__NPL Analysis:
finding NPL scores Spairs and Sall.__

__Algorithms and complexity.__

**The main idea** of the implementation is to go over all possible inheritance
vectors in special order and for each vector to find Spairs
and Sall scores. We use “gray code” to define the
order of looping (over inheritance vectors):

Example of “gray code” for vector containing 3 bits: 000, 001, 011, 010,
110, 111, 101, 100. This order is very useful, because only 1 bit in vector is
changed per iteration, and in the case when the inheritance bit is changed in
the person which is not affected or has no affected children, NPL score (Spairs or Sall) doesn’t depend on
this bit, so we can just copy the scores from the previous iteration.
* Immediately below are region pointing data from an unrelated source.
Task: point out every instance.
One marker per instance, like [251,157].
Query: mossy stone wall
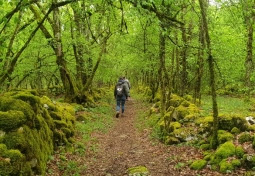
[30,128]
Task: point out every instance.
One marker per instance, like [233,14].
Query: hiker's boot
[117,114]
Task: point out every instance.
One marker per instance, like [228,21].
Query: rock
[250,120]
[138,170]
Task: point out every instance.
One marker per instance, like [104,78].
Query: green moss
[253,141]
[224,136]
[48,103]
[236,163]
[14,155]
[225,150]
[11,120]
[249,160]
[157,97]
[28,128]
[185,103]
[207,157]
[29,98]
[198,164]
[244,137]
[188,98]
[141,170]
[171,140]
[8,103]
[225,166]
[174,126]
[14,140]
[205,146]
[235,130]
[239,151]
[215,160]
[205,123]
[183,111]
[228,122]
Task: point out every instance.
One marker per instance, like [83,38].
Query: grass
[226,105]
[70,160]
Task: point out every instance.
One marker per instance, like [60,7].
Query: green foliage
[235,130]
[224,136]
[239,151]
[11,120]
[244,137]
[30,133]
[225,150]
[198,164]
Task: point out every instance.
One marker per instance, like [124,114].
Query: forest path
[124,146]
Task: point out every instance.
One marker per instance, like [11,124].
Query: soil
[124,146]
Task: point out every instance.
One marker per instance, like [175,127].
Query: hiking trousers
[121,102]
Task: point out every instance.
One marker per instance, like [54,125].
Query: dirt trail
[124,147]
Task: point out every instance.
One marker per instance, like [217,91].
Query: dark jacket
[125,86]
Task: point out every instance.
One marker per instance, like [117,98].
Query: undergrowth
[70,161]
[226,105]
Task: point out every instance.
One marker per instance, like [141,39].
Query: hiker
[127,82]
[121,93]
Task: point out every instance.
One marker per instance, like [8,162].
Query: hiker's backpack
[120,90]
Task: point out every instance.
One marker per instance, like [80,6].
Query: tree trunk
[71,92]
[249,65]
[200,64]
[214,141]
[162,48]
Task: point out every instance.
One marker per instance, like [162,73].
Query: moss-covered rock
[198,164]
[244,137]
[235,130]
[225,166]
[249,160]
[175,100]
[239,151]
[205,123]
[224,136]
[204,146]
[11,120]
[253,141]
[29,131]
[207,157]
[174,126]
[184,112]
[225,150]
[8,103]
[171,140]
[228,122]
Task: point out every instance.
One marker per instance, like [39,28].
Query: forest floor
[125,145]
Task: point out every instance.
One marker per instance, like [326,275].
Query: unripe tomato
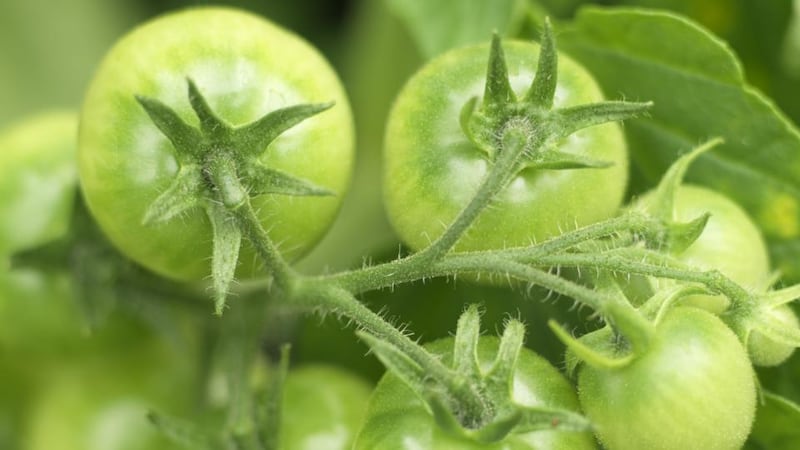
[323,406]
[693,388]
[730,242]
[245,67]
[398,419]
[432,169]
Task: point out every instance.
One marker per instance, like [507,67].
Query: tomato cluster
[212,142]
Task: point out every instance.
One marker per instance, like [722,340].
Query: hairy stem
[416,267]
[501,170]
[251,227]
[332,298]
[655,265]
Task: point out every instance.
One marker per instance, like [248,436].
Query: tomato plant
[245,67]
[433,168]
[215,148]
[101,401]
[693,376]
[730,241]
[398,418]
[323,407]
[38,179]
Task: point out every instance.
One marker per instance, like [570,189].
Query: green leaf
[440,25]
[777,425]
[699,91]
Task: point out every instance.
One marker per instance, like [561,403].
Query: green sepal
[210,124]
[542,419]
[254,137]
[543,88]
[781,296]
[263,180]
[186,139]
[227,239]
[773,328]
[622,316]
[465,348]
[532,121]
[584,352]
[662,204]
[500,377]
[663,300]
[574,118]
[465,118]
[681,235]
[557,160]
[497,92]
[180,197]
[183,433]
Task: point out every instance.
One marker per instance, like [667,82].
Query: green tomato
[323,406]
[692,388]
[398,419]
[432,169]
[245,66]
[764,351]
[100,400]
[730,242]
[37,179]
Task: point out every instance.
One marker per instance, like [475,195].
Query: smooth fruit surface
[693,388]
[245,67]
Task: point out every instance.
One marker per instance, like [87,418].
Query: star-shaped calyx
[219,170]
[529,127]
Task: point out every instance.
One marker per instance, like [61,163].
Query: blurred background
[48,51]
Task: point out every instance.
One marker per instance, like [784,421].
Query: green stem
[501,170]
[416,267]
[335,299]
[654,265]
[251,227]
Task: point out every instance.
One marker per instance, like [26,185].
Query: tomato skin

This order is also used in the computation of Sall(v) for some vector v:
we collect alleles from the affected individuals, one allele from each
individual, get some collection and compute it’s score; when we want to get the
next collection, we change 1 bit for some individual (in the order of “gray
code”) and use the saved score of the previous collection to compute in O(1)
score for current collection.

Here is more detailed description of the algorithm.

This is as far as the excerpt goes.